Scappando, Atteone giunse ad una fonte dove, specchiatosi nell’acqua, si accorse del suo nuovo aspetto. Ma i suoi stessi cani ora lo inseguivano. Fu così che il “gran cacciator divenne preda”. Il valentissimo cacciatore Atteone fu preda dei suoi cani, che, aizzati dagli amici e compagni di caccia, lo sbranarono.
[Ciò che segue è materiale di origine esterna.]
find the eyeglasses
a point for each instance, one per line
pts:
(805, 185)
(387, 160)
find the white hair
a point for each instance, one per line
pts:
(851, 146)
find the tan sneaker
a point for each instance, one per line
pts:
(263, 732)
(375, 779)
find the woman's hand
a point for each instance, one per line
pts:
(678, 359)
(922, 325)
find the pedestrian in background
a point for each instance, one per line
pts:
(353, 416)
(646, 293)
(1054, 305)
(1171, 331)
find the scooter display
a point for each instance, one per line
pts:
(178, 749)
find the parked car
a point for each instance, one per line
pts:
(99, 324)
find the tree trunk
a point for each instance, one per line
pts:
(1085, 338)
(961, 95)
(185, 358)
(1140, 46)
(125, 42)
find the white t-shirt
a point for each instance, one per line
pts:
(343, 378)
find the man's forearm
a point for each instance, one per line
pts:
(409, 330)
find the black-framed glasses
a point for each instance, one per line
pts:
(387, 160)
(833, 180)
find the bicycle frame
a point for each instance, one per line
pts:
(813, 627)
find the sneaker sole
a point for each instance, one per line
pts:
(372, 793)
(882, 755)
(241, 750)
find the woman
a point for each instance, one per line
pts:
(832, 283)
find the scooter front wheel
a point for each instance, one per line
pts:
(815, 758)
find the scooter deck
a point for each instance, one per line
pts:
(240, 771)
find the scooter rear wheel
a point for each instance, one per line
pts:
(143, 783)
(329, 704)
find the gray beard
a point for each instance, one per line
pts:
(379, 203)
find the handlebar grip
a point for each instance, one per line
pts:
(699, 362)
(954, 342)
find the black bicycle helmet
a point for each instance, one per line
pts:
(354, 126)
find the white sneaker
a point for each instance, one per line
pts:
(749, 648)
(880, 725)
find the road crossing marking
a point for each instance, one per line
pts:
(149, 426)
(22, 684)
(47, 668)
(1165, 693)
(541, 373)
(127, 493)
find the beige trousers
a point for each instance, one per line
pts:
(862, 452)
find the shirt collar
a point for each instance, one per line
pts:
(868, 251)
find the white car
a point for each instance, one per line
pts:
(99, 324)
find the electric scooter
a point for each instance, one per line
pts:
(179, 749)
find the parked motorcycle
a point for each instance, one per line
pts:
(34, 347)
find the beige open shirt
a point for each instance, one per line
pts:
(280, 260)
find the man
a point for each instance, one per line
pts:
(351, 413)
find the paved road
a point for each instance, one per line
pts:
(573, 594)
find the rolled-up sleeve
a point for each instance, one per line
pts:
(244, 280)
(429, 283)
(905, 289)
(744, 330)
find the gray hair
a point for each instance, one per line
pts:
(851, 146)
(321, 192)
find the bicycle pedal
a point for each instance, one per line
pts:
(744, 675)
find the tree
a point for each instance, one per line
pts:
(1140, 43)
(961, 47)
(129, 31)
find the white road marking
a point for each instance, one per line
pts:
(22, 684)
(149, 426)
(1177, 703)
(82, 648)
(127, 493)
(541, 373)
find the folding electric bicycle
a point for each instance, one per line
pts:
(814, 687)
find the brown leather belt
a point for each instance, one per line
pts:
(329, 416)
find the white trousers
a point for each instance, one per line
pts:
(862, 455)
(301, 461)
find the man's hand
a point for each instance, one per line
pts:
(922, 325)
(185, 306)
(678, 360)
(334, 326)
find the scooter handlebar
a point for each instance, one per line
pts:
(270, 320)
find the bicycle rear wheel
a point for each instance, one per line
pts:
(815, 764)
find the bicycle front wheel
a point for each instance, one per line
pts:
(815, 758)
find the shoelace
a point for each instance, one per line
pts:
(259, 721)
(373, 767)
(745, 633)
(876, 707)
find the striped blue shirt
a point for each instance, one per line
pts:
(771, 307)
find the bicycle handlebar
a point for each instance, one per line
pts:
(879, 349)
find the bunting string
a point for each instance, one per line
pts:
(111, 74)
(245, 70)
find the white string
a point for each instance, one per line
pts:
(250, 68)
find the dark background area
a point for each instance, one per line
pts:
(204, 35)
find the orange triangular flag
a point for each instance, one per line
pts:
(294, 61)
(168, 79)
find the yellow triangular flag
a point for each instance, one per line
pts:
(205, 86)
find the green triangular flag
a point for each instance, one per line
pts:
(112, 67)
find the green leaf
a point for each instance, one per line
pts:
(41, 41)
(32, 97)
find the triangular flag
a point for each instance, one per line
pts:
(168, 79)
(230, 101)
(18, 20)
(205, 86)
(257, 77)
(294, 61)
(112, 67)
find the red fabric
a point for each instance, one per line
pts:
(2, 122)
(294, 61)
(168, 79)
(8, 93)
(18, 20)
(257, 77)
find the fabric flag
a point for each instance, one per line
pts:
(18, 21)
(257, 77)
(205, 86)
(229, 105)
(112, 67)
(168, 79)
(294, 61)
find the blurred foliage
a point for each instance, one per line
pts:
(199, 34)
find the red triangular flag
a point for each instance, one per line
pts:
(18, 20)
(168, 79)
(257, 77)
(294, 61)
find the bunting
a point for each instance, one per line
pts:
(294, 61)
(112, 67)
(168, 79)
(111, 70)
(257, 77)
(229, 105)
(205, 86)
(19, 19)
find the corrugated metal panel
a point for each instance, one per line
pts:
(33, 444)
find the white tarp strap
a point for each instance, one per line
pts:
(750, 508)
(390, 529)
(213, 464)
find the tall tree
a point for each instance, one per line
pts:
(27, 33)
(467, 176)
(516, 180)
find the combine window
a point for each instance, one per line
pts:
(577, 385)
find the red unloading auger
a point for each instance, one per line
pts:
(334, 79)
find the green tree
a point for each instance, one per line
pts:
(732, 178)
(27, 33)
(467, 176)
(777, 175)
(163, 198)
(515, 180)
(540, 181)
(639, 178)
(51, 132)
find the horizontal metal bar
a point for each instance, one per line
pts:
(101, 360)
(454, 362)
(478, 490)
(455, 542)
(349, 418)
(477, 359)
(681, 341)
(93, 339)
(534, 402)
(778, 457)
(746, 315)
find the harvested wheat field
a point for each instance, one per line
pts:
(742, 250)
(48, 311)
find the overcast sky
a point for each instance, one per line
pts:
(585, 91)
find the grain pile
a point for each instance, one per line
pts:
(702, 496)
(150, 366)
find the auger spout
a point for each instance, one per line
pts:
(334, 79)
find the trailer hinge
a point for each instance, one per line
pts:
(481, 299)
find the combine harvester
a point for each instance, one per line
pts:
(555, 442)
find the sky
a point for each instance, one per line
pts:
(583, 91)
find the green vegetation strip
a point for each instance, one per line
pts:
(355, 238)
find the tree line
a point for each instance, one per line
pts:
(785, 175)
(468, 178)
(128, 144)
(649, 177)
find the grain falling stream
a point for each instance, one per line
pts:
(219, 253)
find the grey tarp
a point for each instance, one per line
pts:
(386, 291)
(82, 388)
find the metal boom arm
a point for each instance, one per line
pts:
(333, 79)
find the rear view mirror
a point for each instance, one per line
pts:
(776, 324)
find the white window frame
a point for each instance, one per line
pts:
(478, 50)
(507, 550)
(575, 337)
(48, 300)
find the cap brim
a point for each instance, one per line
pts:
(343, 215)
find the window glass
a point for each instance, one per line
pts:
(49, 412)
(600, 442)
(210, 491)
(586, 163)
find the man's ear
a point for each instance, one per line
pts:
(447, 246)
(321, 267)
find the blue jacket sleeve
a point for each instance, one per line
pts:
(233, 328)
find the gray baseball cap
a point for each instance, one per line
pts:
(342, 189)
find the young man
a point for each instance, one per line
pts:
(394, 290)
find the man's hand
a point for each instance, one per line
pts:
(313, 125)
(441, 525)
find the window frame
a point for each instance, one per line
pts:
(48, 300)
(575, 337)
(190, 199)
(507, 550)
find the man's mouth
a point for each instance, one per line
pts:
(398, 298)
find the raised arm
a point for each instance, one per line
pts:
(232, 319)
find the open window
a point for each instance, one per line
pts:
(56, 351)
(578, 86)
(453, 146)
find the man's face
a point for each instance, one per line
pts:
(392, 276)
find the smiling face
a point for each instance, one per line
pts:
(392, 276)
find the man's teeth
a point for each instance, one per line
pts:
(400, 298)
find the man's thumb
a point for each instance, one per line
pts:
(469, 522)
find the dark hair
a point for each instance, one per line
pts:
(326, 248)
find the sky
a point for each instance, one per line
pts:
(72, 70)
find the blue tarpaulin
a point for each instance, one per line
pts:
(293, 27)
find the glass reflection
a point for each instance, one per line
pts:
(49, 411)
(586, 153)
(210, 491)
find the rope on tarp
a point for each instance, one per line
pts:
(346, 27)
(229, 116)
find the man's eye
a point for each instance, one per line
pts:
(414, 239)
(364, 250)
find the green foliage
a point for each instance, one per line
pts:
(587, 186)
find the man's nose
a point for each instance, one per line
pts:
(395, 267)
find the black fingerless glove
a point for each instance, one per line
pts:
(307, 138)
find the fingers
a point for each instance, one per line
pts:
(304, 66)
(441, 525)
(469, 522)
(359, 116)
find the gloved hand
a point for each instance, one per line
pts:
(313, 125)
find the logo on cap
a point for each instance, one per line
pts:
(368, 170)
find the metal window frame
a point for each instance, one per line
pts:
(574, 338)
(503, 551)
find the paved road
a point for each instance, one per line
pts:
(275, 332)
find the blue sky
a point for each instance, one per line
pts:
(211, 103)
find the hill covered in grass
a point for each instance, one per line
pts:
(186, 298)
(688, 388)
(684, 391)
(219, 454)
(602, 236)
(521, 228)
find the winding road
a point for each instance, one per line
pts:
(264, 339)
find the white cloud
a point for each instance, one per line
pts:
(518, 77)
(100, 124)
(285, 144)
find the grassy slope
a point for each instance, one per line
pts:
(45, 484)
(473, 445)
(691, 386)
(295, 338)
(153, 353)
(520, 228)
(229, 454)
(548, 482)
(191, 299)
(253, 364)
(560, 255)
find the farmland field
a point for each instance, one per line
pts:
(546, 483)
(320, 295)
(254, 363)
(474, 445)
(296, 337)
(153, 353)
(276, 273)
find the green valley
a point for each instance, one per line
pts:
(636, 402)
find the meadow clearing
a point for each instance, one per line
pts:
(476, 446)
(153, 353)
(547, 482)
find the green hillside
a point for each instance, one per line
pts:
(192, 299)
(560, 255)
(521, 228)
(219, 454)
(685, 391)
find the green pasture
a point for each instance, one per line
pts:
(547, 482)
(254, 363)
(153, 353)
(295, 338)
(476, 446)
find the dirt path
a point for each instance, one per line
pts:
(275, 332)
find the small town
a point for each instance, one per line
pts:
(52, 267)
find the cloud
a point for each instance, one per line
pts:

Pur consapevole di quanto stava accadendo, Atteone non fu in grado di proferire parola umana e di farsi riconoscere.
Alle selve i mastini e i veltri slaccia
Il giovan Atteon, quand’il destino
Gli drizz’ il dubio ed incauto camino,
di boscareccie fiere appo la traccia.
Ecco tra l’acqui il più bel busto e faccia,
Che veder poss’il mortal e divino,
In ostro ed alabastro ed oro fino
Vedde; e ‘l gran cacciator dovenne caccia.
Il cervio ch’a più folti
luoghi drizzav’ i passi più leggieri,
ratto voraro i suoi gran cani e molti.
I’ allargo i miei pensieri
Ad alta preda, ed essi a me rivolti
Morte mi dàn con morsi crudi e fieri.
La metafora della caccia, onnipresente negli Eroici Furori, si consolida nel sonetto su Atteone. Atteone stesso, secondo l’interpretazione di Bruno, è l’«intelletto», o la più elevata capacità razionale dell’uomo, che tenta di «catturare» , ossia di conoscere, la sapienza divina o verità, e così a motivo della sua identità con essa, tende a vedere la Bellezza divina. Nella Bellezza egli vede sapienza o verità come manifestazione dell’Essere divino in sè. Atteone è il simbolo efficace o addirittura denominativo della decisione dell’uomo di osare di penetrare nella sfera delle ombre e degli enigmi, nella «selva» delle aporie che stanno davanti alla visione nella Bellezza assoluta come manifestazione della Verità, simbolo dunque dell’«intelletto eroico» mosso dall’amore, che vorrebbe collegarsi vedendo-pensando col «primo vero», con la «verità assoluta». La «morte» attraverso autoriflessione (i pensieri «rivolti a me») appare come la vera vita dell’uomo dalla quale soltanto la sua vita nell’ombra, nella selva, o nella finitezza delle immagini diventa possibile come ragionevole. La «morte», dunque, come autoalienazione dell’uomo lo conduce, trasformandolo, proprio al suo vero Io.